Emmanuel dropped out of secondary school. Since his father suffers from schizophrenia, this probably contributed to his illness.
Jessica recalls, in her early years of marriage while her husband worked in Zambia, he had a relapse and became violent. He wanted to throw their children through the window, which terrified her. While her husband studied in Britain, he fell ill and she had to run away from home with her son because he threatened violence.
“I ran to a friend’s home. I knocked at their door incessantly, when they opened, I collapsed in their arms. They grabbed the baby first when he dropped from my arms,” she says with desperation. By this time she had three children (Emmanuel is her fifth born).

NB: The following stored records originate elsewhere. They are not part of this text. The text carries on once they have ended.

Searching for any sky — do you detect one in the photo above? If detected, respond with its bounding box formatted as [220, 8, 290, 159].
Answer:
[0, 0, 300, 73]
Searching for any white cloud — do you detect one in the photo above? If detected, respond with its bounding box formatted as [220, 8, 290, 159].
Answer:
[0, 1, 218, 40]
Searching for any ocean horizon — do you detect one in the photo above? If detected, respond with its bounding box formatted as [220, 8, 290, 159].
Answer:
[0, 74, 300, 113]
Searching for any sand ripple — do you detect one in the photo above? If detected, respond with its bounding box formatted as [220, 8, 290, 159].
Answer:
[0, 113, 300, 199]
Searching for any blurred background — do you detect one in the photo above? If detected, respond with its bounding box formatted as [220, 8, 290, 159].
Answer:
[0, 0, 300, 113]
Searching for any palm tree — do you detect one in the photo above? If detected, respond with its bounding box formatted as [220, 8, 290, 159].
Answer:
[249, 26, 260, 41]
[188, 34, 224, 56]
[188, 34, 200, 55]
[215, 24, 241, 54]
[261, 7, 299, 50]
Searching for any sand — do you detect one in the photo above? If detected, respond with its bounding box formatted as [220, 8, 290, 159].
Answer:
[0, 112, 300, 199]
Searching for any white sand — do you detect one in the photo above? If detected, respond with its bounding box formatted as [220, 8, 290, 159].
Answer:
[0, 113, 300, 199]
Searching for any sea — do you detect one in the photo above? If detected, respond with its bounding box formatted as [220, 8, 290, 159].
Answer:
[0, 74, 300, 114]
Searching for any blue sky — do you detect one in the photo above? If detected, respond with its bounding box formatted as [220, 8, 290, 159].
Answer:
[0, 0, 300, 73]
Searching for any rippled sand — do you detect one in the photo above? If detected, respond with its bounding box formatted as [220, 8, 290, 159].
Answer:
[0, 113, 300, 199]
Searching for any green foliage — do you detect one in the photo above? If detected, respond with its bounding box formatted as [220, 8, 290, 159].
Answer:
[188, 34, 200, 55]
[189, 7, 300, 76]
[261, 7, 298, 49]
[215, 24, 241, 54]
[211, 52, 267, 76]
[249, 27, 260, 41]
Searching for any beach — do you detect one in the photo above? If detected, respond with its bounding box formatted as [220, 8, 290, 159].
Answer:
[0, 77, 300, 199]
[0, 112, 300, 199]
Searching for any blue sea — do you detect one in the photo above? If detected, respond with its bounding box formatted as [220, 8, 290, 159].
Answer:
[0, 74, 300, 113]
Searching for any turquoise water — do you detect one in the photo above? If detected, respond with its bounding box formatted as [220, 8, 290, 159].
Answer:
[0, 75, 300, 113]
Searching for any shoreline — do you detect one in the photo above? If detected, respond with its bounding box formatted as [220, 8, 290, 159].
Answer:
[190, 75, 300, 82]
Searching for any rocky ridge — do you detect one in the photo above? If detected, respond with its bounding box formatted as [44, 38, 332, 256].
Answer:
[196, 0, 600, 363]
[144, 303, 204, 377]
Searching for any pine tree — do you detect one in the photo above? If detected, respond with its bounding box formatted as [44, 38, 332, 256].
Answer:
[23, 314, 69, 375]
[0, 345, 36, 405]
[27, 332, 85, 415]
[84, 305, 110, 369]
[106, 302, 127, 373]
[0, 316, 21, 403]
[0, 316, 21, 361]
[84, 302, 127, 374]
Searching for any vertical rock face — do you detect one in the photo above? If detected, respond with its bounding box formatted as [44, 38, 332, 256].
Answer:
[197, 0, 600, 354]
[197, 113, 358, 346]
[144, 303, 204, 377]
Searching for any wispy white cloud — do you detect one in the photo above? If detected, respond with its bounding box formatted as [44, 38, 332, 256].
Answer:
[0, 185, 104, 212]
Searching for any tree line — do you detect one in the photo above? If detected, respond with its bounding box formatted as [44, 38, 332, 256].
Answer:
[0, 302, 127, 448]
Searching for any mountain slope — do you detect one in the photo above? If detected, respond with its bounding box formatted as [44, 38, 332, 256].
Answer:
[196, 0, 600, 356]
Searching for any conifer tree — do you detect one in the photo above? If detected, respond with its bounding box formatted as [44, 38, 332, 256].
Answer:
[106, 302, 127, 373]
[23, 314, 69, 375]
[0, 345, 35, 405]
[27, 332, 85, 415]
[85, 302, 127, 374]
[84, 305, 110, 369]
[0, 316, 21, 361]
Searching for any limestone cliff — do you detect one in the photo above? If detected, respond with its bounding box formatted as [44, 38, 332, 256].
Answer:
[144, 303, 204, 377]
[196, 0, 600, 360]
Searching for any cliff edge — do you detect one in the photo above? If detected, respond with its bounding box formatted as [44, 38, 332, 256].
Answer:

This has been her life. Jessica recalls incidents when her husband would chase her and the children while wearing only his underwear and they would be the talk of the neighbourhood in Entebbe where they still reside.
She feels this could have affected her son. Emmanuel, sometimes cries for long periods. “He can cry for the whole day and I also cry while holding him to my chest. I tell him that Jesus loves him and has a plan for his life.
Sometimes he gets violent, then I calm down and do not insist on anything. When he is aggressive I hear it in his tone when he refers to me as ‘you woman’.
There is a time he was shaking uncontrollably when I called him he got angry and started chasing me. Fortunately, the other boys were there so they looked out for me,” she explains with a pained facial expression.
“I continue to show him love. I tell him that everything is going to be okay. But I am in trouble, l do not have anything. For instance, for Easter he asked me for trousers but I could not afford any.” Jessica works as a secretarial administrator, whose salary is usually delayed.
How do Emmanuel’s siblings cope?
“I have told [Emmanuel’s siblings] not to blame him for any action or reaction. I encourage them to love, serve and comfort him. I always tell them to be near him when he talks to ‘other things’ to be nice to him and support him. Sometimes they watch television with him. They have managed,” she observes.
Dennis Ojhara, 33 years, is Emmanuel’s older brother. He explains, “Mummy has done a good job of mothering our brother. Mum told us to keep watching dad and Emma. When they started taking medicine they were able to rest.”
Dennis explains that their mother is very committed because she follows up on Emmanuel even though it has been tough. She has zeal. Jessica cares for her husband and son at home which is touching. He observes that many people would have given up on such family members.
“She has been very strong,” David Ojhara, 23-year-old University student, Emmanuel’s younger brother describes his mother. “She always has a positive attitude and believes that everything will be alright. She believes that Emmanuel will not always be like this. She pushes him to be involved as part of the family.”
Emmanuel sleeps long hours because the medication sedates him. He prefers to keep indoors rather than socialize with friends. Though Jessica was weary, Emmanuel talked to me.
When Flair magazine, asked him over the telephone what he thinks of his mother regarding how she has taken care of him, he responds in a slurred tone, “I thank God for her for caring of me.”
So, there is hope. With the love he is getting from his family, one day Emmanuel’s story will change. With divine intervention and consistent love from a caring and committed mother, there is light at the end of the tunnel.
Caregiver coping tips
- Seek counseling;
- Join a support group and share your experiences. For instance, Heartsounds Uganda, a non-governmental organization run and managed by mental health service users also creates such a platform;
- Read widely on the mental disorder so you can look after your loved one better;
- Love the affected person; and
- Do not be ashamed because mental illness is like other diseases.